Isso deveria ser pelo menos assim se estivermos opinando sobre Deus e o que é extremamente grave é que, embora o assunto básico do tasawwuf seja Deus, as suficiências a respeito de Deus também formam a base do conhecimento da adivinhação.

Por mais que se esforce, é difícil basear o conhecimento suficiente no Alcorão no contexto de gramática e significado válido em árabe. Não vou afirmar que os sufis pretendem distorcer os ensinamentos religiosos fenomenais, especialmente o Alcorão e o Hadith, de maneira perspicaz e por interesse próprio.

Por mais que um sufi pareça ter se libertado das correntes, ele tem um desejo inato de respeitar a sharia à qual não pode resistir. Usar o Alcorão para autenticar o conhecimento divinal é resultado da crença do sufi na existência de uma separação dos significados zahir (externo) e batin (interno) do Alcorão. Está além do escopo deste texto entrar em suas raízes históricas e analisar influências helenísticas, hermesianas, ismaelitas ou xiitas.

Portanto, seria uma abordagem mais justa ver as coisas não ter um motivo sinistro, mas ver o suficiente para se fazer acreditar no que gostaria de acreditar como no caso de Ibn-i Arabi, quando ele interpretou um verso descrevendo não-crentes como descrevendo pessoas sagazes (arifun) ou no caso de Hallac quando ele assumiu um amor divino na recusa de Satanás em prostrar.

Se considerarmos o tasawwuf como uma extensão de uma tradição antiga que penetra (ou ter sido intencionalmente penetrada) no Islã, podemos entender como é fácil para um sufi encontrar autenticação para o que ele chama de ‘adivinhação’ em seu universo. Uma mitologia herdada, um mito, histórias relacionadas aos místicos anteriores, algumas palavras proferidas durante o êxtase; todos esses são elementos para dirigir uma pessoa em busca contínua da verdade.

Uma pessoa sob a influência de um estado que ele chama de mística e em busca de um nome, uma resposta ou uma solução para seu estado mental, tenta encontrar referências daquelas pessoas que alegaram ter experimentado exatamente o mesmo ou um estado mental semelhante. Pode até ser uma pesquisa histórica ou baseada na literatura. O que ele procura são algumas palavras de referência: “união do espírito com Deus, retorno do espírito à sua fonte, abandono da razão e gozo de prazeres místicos, amor divino, unidade divina etc.”.

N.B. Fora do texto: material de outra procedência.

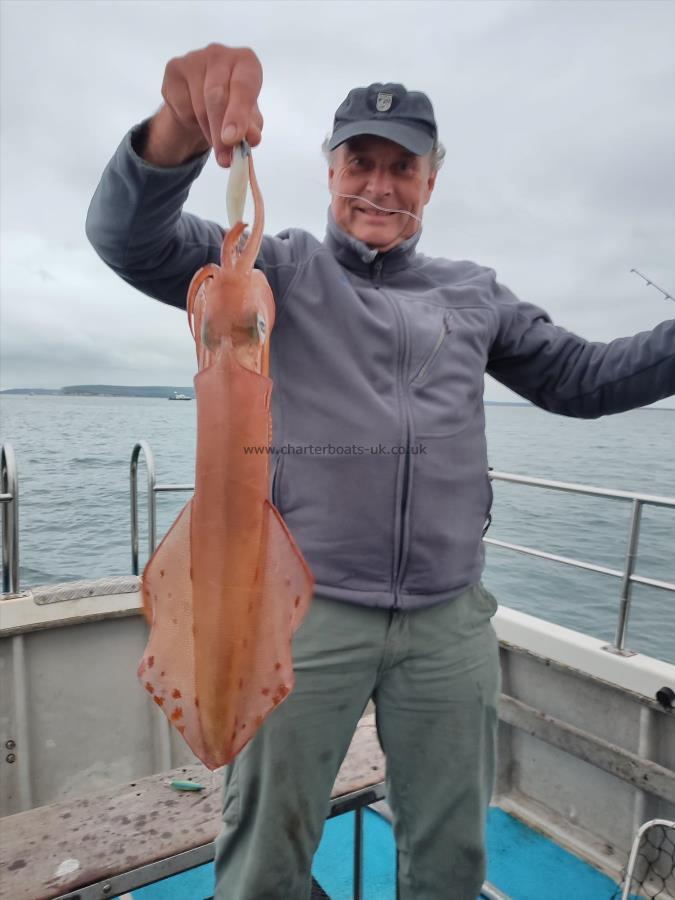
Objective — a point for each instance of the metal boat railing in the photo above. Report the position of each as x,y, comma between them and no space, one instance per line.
153,489
627,574
9,499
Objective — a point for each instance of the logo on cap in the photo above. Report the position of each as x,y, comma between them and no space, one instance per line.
383,102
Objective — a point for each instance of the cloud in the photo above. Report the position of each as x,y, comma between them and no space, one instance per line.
557,119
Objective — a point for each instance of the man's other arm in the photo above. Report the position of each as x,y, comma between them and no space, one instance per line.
565,374
136,221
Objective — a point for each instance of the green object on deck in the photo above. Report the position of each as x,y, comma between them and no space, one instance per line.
186,786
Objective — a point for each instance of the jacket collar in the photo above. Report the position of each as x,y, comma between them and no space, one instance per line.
359,257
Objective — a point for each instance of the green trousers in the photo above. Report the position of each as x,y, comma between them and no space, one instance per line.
434,677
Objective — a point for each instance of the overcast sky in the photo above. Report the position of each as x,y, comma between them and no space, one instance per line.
557,118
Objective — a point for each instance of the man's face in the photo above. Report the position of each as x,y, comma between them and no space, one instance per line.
377,170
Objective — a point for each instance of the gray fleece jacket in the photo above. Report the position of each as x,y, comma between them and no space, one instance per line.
378,361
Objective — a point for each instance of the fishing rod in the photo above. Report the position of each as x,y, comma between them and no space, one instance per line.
649,282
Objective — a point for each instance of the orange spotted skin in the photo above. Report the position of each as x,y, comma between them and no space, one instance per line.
227,587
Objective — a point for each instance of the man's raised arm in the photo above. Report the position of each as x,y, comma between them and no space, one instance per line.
565,374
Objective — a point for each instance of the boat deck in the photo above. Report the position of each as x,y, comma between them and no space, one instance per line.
523,865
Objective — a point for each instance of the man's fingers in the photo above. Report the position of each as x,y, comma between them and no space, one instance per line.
214,91
216,95
245,84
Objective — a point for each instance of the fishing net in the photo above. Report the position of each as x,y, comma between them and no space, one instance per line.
651,866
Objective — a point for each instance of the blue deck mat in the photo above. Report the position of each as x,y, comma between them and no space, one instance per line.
523,864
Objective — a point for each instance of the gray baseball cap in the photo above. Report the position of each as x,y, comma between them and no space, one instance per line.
388,111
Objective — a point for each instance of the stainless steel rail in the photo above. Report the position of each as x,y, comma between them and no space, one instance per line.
9,498
627,574
153,489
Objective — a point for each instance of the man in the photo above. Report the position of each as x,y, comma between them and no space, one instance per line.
381,350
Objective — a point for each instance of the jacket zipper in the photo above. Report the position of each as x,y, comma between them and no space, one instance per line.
444,332
402,511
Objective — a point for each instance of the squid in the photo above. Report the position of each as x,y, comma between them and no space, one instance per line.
227,587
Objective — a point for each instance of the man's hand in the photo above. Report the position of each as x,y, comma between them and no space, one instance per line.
210,100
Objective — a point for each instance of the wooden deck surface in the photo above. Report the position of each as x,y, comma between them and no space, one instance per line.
49,851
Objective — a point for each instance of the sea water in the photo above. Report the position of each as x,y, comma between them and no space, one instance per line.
73,459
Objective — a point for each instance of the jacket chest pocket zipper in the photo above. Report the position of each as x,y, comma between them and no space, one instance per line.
444,332
276,482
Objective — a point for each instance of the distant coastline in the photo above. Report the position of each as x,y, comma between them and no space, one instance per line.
106,390
165,391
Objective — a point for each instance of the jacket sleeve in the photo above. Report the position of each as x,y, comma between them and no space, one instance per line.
137,225
565,374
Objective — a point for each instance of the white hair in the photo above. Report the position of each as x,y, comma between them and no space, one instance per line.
436,154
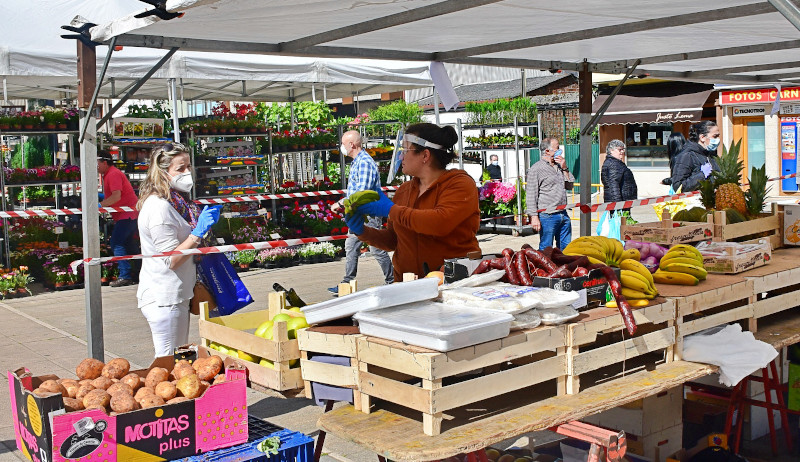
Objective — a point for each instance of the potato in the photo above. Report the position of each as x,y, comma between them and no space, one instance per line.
72,404
51,386
189,386
117,368
96,397
132,380
156,376
89,368
123,402
83,391
151,401
142,392
166,390
102,382
120,387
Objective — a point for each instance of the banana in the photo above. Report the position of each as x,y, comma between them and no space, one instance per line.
687,248
697,271
635,294
669,277
682,253
666,261
634,281
631,254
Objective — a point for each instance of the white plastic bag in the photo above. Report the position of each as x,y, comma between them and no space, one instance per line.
738,354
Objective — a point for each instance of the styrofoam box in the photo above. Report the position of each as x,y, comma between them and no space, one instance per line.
373,298
436,326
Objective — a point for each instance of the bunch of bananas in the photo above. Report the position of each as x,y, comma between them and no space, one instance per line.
599,249
637,282
681,265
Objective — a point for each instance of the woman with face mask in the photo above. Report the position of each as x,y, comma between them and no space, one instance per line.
169,220
698,158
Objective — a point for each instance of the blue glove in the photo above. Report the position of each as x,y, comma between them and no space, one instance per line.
379,208
206,220
355,222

Quando um sufi ou um potencial a ser sufi se depara com qualquer um deles por coincidência, tenta estabelecer uma “relação” entre o estado mental em que ele está e as referências. Este é um relacionamento totalmente mental e, enquanto o mesmo estado mental persistir, esse relacionamento se torna mais forte e se transforma no que a pessoa imagina ser o “conhecimento”.

Essa relação no tempo se transforma em uma cadeia de associação inquebrável entre o estado mental que está sendo experimentado e a fonte de referência herdada. Qualificar a experiência como “segredo emanado de tasawwuf” e isentá-la de qualquer crítica objetiva externa faz com que a experiência do sufi evolua para irrefutabilidade.

A expressão dos mesmos relacionamentos por outras pessoas fortalece esse relacionamento. Eventualmente, o relacionamento e a associação desaparecem e a experiência do sufi se transforma em conhecimento: agora ela se tornou a forma mais alta de conhecimento, refletida na afirmação do Bayazid em sua expressão de que “você leva o seu conhecimento dos mortos na morte formato que tomamos de Deus, que está eternamente vivo e eterno ”, quando criticou cinicamente os juristas.

A questão da auto autenticação do tasawwuf começa neste exato momento. Para um crente que considera o Alcorão como a fonte mais justa de conhecimento, o conhecimento é sempre um elemento vinculado ao risco. O risco está relacionado ao fato de ser “justo”, por menor que seja e seu mandato de levar o homem a “yaqin” (conhecimento seguro e certo). Portanto, o crente deve internalizar um conhecimento pelo qual ele pode ser responsável, porque o homem será levado em consideração por sua crença e prática e a crença está diretamente relacionada ao conhecimento.

Se o sufi não pode fornecer uma autenticação consistente para o conhecimento que ele afirma ter sido jogado para ele e isso não pode liberar sua base de dados que ele imagina ser conhecimento do escopo da “suposição”, como claramente submetido às críticas do Alcorão, ele está obrigado a assumir a responsabilidade de falar de Deus sob “suposições” ou “na ignorância”. Este não é um detalhe simples que pode ser considerado um defeito decorrente de um estado de embriaguez espiritual ou físico, mas um comportamento epistemológico que está relacionado às raízes da ubudiyya (devoção) –rububiyya (ordenança de Deus para mudança e renovação).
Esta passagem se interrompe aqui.